Rene Gonzalez Faces $77,000 Penalty From City Elections Program for Accepting Deeply Discounted Office Space Downtown

The Small Donor Elections program says the discounted office space constitutes a prohibited contribution.

GOAL: Rene Gonzalez in a campaign ad.

The city of Portland’s Small Donors Elections program proposes to penalize City Council candidate Rene Gonzalez for accepting heavily discounted office space downtown from Schnitzer Properties Management and failing to report the discount as a contribution.

On Sept. 20, the program’s director, Susan Mottet, issued a penalty notice against Gonzalez’s campaign, citing an allegedly unreported rental agreement between Schnitzer Properties and the campaign in which the campaign paid $250 a month in rent from April through November for 3,185 square feet of office space and two parking spaces.

Mottet wrote in the notice that the rental agreement constitutes a prohibited contribution worth $33,250, which is the difference between the $250 a month the campaign paid and fair market value, which Mottet determined to be $6,900 a month.

Gonzalez faces penalties of $77,000 in total. That includes paying a penalty of $33,250 for the alleged unreported contributions, paying $33,250 back to Schnitzer Properties, and paying $10,640 for failure to report the contributions. Oregon Public Broadcasting first reported the proposed violation.

Shah Smith, campaign manager for Gonzalez, says the campaign has until Sept. 27 to ask the city to reconsider its decision.

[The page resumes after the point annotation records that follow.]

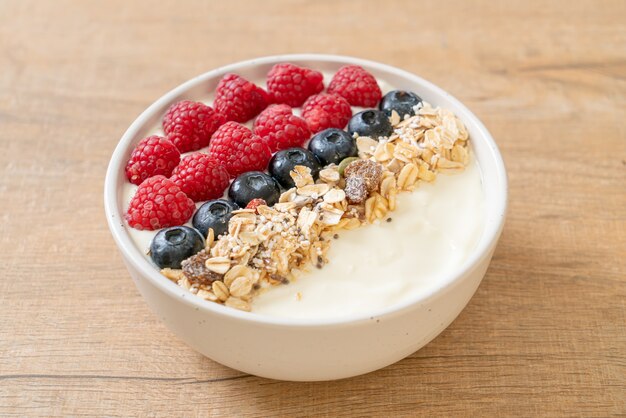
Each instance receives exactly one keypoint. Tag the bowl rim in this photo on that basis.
(132, 254)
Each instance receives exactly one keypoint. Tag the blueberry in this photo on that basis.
(213, 214)
(330, 146)
(284, 161)
(254, 185)
(401, 101)
(371, 122)
(170, 246)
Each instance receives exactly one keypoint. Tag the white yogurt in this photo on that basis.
(432, 231)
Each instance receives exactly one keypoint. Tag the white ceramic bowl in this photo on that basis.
(294, 349)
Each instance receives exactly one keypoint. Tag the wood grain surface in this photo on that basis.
(545, 335)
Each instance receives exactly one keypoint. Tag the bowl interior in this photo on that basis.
(487, 154)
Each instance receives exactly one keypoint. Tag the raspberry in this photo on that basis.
(326, 111)
(189, 125)
(356, 85)
(152, 156)
(201, 177)
(255, 203)
(159, 203)
(239, 99)
(370, 171)
(239, 150)
(280, 129)
(291, 84)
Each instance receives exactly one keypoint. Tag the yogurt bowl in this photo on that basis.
(309, 349)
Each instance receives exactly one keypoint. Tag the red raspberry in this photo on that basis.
(326, 111)
(238, 149)
(356, 85)
(159, 203)
(290, 84)
(255, 203)
(152, 156)
(239, 99)
(280, 129)
(189, 125)
(201, 177)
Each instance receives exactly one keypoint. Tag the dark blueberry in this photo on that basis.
(170, 246)
(284, 161)
(254, 185)
(401, 101)
(332, 145)
(214, 214)
(371, 122)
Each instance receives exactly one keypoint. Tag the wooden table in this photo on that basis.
(544, 335)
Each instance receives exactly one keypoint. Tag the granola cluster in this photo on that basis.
(268, 246)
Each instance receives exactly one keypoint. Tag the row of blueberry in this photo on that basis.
(171, 246)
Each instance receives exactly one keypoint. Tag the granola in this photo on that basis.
(269, 246)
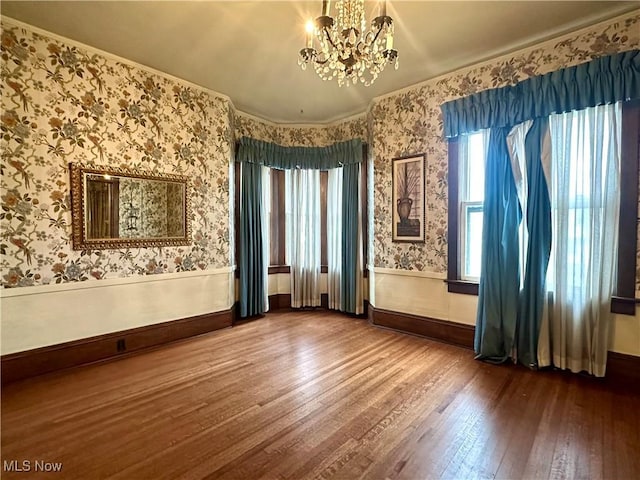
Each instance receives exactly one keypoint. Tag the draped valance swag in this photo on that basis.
(601, 81)
(253, 155)
(510, 315)
(277, 156)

If that’s rejected, the campaign can then formally appeal the decision.

In a statement, Gonzalez says his campaign did nothing wrong.

“We evaluated [Open and Accountable Elections] rules when we entered into the lease and strongly disagree that the rent is too low given the dismal state of downtown,” Gonzalez says. “Downtown is in shambles because of policies advocated by my opponent, Jo Ann Hardesty—defunding the police and obstructing cleaning up unsanctioned camps. Landlords are desperate to get any kind of compensation for their space because of the city’s failures to address crime and homelessness has made downtown inhospitable to tenants, landlords and visitors.”

Jordan Schnitzer, owner of Schnitzer Properties Management, has contributed the maximum amount to Gonzalez’s campaign already.